O GUARDIAN of life and liberty, may our nation always merit Your protection. Teach us to give thanks for what we have by sharing it with those who are in need. Keep our eyes open to the wonders of creation, and alert to the care of the earth. May we never be lazy in the work of peace; may we honor those who have [served, suffered or] died in defense of our ideals. Grant our leaders wisdom and forbearance. May they govern with justice and compassion. Help us all to appreciate one another, and to respect the many ways that we may serve You. May our homes be safe from affliction and strife, and our country be sound in body and spirit. Amen.
We recite MI SHEBËRACH for the victims of abuse, brutality, conflicts, fear, natural disasters, pandemics, tragedies, violence of all kinds especially directed at individuals and specific communities including us, and war; for all those at home alone or lonely; for all those in need of physical, emotional, and mental healing. “R’fuah sh’lëmah” – a complete recovery!
We say KADDISH YATOM for those of our friends and families who have died and been buried this last week; those in the period of Sh’loshim (30 days since burial); those who have died in the last year; and those whose Yahrzeits/Anyos occur at this time; as well as the victims of brutality, conflict, disease, natural disasters, pandemics, tragedies, violence of all kinds, and war.
This coming week, the 4th of Cheshvan through the 10th of Cheshvan, we lovingly remember:
Brother of Mary Caron
Mother of former TKH member Barry, grandmother of David
Enid Arlene Schwartz
TKH member, wife of Joe z”l
Arianna Rose Battelle
Niece of Lori Battelle
Those victims of the Sho’ah (Holocaust) who died at this time of year.
“ZICHRONAM LIV’RACHAH” – MAY THEIR MEMORIES BE FOR BLESSING.
TORAH STUDY AND SHAZOOM
We will meet as usual at the regular times for Torah Study and Shazoom this evening, Friday, October 28, 2022. For the next few months we will read and discuss the Haftarah, each selection from the prophets following the weekly Torah Portion.
Some things to consider: How does the Haftarah correspond to this week’s Torah Portion?

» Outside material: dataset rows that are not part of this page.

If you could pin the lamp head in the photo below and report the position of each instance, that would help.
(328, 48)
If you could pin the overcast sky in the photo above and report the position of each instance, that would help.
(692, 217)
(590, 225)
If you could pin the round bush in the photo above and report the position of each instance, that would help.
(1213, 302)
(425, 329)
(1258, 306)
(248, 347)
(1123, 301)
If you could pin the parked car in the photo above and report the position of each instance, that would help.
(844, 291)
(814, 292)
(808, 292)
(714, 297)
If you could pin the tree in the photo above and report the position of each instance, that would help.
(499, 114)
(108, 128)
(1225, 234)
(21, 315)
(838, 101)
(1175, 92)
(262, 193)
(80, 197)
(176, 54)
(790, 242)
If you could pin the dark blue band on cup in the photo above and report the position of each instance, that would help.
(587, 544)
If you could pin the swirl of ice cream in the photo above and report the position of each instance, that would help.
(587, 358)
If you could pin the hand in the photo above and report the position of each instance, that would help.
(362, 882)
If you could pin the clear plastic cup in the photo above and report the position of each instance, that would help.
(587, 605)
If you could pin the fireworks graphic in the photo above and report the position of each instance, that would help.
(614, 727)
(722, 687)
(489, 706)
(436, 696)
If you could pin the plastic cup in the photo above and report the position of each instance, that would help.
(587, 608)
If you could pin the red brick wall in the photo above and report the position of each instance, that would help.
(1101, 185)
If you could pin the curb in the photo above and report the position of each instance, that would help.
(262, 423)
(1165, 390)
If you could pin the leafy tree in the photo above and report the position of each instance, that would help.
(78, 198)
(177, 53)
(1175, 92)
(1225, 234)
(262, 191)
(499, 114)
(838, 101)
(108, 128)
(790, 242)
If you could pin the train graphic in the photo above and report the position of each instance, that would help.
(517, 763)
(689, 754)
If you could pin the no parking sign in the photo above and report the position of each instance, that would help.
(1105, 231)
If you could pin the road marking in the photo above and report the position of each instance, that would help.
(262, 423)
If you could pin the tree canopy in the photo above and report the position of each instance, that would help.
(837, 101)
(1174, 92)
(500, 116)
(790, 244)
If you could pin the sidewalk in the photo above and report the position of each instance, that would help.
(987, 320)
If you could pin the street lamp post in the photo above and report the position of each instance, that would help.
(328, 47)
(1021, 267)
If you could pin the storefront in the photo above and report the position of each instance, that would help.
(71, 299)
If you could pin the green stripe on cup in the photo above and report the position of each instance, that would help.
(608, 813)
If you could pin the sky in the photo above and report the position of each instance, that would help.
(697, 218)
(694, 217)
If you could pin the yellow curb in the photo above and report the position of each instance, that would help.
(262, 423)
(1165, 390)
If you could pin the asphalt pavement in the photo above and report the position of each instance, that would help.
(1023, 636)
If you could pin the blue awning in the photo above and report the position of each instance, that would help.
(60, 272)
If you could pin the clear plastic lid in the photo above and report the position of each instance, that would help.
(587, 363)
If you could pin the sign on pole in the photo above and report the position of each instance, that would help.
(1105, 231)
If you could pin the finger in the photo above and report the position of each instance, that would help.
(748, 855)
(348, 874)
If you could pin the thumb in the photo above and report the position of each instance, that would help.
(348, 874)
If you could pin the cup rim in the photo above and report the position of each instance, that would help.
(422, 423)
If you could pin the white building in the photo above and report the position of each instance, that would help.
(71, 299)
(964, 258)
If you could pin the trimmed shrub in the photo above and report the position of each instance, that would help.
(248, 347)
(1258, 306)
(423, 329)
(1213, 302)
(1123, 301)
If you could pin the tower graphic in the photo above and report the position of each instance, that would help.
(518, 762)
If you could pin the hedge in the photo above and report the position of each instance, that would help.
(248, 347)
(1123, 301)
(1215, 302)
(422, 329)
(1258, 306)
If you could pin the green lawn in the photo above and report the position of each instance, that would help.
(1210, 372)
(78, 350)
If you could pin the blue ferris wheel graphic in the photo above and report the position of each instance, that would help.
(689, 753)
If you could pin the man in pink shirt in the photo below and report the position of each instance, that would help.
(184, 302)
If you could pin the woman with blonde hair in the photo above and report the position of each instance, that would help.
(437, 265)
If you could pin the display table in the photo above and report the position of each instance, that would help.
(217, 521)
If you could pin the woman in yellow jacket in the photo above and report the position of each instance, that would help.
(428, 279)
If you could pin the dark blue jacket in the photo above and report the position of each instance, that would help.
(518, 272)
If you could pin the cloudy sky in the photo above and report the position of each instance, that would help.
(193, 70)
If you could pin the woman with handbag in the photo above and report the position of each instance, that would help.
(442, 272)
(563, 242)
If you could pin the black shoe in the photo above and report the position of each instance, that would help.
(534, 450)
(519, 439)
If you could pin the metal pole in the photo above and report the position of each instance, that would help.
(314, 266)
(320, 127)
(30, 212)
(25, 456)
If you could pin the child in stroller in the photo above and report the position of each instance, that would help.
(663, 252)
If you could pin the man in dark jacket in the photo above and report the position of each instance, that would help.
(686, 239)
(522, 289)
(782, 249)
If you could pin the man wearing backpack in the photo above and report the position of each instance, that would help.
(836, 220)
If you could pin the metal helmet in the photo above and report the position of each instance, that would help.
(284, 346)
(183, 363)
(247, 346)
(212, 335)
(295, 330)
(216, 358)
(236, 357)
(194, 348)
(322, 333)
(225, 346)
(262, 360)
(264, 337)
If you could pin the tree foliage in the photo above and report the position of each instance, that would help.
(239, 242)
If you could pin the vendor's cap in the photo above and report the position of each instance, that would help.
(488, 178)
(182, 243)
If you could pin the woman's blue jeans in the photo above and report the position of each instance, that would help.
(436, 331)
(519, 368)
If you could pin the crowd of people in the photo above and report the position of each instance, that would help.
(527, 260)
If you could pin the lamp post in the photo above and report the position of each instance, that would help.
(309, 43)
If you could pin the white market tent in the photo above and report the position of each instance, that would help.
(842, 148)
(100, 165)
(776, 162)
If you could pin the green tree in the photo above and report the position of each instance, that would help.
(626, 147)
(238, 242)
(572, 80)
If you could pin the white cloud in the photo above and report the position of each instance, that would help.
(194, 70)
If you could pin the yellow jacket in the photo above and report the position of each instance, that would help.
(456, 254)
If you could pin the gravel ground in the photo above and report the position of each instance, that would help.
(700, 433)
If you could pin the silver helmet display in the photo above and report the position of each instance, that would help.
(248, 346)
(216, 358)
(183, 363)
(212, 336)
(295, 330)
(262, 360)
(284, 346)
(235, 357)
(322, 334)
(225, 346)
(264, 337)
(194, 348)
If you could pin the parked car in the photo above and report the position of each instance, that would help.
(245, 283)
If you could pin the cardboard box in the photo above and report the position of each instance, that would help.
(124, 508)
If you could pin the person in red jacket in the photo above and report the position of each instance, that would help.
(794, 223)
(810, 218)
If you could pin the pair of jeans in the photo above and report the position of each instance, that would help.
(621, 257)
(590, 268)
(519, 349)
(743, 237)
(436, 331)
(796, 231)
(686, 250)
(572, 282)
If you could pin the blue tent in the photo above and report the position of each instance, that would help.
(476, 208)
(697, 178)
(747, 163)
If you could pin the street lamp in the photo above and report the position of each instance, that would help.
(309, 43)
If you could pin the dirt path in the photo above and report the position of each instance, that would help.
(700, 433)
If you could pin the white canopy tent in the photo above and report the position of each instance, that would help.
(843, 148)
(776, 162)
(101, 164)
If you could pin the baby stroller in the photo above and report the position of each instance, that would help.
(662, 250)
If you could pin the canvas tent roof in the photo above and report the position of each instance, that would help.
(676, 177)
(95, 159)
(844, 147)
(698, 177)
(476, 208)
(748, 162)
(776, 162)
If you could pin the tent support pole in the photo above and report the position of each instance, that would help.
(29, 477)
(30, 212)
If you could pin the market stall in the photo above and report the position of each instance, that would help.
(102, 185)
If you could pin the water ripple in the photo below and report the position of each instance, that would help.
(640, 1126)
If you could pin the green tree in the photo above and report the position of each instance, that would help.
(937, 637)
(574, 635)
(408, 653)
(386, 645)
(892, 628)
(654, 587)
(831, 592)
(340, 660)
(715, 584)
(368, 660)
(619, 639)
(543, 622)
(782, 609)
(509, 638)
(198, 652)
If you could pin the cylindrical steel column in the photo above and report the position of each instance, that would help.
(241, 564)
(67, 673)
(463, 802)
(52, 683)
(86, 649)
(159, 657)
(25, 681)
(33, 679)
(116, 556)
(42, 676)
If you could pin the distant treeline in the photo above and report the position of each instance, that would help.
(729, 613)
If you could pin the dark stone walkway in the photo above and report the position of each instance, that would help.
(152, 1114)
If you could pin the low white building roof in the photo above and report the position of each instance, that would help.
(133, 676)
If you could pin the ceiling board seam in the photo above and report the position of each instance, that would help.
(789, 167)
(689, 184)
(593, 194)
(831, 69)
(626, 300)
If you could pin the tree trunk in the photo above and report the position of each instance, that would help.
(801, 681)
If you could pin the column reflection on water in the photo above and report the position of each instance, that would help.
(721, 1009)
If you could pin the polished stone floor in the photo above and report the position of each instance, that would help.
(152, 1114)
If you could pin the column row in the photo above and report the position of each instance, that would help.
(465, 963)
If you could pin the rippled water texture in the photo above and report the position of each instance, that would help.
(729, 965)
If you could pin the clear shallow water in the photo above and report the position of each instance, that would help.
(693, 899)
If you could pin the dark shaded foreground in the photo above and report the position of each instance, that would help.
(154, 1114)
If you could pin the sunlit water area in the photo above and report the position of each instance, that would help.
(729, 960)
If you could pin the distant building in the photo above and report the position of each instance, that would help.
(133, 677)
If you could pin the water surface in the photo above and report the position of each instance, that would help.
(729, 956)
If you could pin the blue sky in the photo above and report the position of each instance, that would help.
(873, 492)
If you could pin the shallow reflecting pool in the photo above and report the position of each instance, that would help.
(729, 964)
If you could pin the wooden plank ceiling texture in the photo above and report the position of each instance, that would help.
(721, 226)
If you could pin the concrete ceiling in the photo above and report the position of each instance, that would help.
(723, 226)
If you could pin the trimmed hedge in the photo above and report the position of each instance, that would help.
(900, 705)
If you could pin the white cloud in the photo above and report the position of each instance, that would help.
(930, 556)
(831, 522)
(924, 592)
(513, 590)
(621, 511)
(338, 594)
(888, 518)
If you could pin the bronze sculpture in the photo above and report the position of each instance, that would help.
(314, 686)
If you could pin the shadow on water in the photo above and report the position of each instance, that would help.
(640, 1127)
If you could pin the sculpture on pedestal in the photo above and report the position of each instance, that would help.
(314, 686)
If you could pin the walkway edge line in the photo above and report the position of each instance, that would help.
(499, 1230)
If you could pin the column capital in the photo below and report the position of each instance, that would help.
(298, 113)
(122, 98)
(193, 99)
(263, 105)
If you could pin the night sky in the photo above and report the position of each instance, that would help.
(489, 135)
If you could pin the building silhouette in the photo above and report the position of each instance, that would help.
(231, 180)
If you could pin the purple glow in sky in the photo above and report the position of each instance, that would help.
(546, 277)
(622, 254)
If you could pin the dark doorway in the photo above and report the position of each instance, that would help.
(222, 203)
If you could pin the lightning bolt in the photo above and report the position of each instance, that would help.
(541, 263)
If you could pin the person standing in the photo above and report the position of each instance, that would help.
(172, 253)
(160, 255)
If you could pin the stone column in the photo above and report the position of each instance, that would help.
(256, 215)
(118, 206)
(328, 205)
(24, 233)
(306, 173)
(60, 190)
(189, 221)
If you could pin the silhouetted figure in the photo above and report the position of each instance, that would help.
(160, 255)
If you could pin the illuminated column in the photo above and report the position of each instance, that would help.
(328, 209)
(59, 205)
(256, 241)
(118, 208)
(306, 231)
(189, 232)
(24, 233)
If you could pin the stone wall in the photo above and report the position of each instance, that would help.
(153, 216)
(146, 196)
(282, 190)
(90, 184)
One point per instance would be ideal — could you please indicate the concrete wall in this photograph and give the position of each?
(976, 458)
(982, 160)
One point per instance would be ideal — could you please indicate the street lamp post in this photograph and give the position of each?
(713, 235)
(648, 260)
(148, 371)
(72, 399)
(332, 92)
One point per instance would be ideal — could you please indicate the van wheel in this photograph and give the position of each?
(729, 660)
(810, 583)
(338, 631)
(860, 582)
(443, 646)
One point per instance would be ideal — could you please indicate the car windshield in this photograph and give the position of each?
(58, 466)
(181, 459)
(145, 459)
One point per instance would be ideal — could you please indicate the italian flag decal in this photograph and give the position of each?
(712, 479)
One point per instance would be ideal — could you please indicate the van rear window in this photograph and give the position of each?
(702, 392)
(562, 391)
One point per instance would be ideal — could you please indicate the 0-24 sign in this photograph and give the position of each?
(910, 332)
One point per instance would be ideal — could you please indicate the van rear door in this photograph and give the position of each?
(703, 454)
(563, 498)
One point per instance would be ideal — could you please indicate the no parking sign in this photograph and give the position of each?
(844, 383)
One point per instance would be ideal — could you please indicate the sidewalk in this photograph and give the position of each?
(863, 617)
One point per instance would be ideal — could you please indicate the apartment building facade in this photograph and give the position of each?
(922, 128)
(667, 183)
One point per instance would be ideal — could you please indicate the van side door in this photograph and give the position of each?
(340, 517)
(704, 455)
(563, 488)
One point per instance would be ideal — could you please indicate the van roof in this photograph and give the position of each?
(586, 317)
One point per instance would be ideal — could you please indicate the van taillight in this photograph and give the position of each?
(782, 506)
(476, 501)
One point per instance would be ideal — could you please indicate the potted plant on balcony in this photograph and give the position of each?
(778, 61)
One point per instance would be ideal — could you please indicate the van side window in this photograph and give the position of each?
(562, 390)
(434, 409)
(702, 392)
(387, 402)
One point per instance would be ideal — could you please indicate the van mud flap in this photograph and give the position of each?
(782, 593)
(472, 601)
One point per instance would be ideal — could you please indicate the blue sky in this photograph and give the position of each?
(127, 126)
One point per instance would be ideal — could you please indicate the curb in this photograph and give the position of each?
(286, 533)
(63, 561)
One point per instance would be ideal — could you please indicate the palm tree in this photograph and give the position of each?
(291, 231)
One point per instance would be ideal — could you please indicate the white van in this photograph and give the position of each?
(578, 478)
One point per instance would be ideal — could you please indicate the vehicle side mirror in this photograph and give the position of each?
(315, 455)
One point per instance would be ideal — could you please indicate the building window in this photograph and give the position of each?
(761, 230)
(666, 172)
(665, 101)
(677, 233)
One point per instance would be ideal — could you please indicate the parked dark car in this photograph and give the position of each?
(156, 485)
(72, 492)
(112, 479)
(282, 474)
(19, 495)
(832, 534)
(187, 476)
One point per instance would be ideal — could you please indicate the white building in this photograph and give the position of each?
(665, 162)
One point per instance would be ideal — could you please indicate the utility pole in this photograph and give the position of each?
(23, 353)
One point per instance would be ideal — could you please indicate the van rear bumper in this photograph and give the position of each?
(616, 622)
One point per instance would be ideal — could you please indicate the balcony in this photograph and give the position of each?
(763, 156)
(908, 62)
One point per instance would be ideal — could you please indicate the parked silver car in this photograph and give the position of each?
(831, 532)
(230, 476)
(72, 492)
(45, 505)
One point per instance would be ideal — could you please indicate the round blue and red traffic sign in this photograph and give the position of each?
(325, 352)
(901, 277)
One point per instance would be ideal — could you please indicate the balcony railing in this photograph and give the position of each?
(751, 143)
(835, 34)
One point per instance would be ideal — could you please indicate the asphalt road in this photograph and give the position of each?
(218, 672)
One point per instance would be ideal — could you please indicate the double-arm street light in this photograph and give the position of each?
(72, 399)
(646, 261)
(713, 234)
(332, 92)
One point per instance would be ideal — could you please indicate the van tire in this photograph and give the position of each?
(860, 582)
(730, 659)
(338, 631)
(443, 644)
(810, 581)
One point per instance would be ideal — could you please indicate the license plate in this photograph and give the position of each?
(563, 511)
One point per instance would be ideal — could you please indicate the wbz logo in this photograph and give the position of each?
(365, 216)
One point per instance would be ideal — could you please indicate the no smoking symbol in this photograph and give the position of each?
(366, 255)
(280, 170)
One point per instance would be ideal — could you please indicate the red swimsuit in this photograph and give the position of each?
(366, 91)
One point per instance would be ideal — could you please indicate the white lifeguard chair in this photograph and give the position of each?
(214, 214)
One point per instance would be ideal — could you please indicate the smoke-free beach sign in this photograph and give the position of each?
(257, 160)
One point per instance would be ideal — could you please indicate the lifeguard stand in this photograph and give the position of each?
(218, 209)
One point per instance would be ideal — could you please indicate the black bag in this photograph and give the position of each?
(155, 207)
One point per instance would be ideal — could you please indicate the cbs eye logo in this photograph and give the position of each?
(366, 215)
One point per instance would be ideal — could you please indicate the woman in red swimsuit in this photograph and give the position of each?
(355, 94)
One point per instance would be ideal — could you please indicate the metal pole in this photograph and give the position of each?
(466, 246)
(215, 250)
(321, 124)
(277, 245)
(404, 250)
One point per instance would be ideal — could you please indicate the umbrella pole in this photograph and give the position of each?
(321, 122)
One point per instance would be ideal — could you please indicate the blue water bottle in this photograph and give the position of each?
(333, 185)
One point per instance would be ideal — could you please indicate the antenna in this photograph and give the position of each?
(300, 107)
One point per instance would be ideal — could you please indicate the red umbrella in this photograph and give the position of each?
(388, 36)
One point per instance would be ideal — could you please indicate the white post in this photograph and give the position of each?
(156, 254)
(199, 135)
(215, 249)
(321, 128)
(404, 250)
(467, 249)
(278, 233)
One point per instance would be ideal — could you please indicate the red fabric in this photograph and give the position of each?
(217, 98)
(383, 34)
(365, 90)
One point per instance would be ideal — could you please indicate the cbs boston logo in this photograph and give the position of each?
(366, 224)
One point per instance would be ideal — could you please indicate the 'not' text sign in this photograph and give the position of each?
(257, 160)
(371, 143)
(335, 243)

What word or phrase seems significant? Who is speaking and to whom? What is the historical context? Bonus question: Hebrew is a gendered language, is the addressee “male” or “female”?
Zoom regularly updates its security and performance features. Making sure you have the latest version of Zoom, please join us online this evening with wine/grape juice for Kiddush and Challah for Motzi.
Topic: Torah Study – Haftarah Isaiah 54:1-10
Time: Oct 28, 2022 06:00 PM Arizona
Shazoom – Erev Shabbat Service
Time: Oct 28, 2022 07:30 PM Arizona
To join Torah Study and/or Shazoom click on the following link [you may need to copy it into your browser]: https://us02web.zoom.us/j/72510500854?pwd=Z3VQZWF4U1BBZytNYmh3aHFTWkFDZz09
Meeting ID: 725 1050 0854
Hint: The last character of the password is the number zero.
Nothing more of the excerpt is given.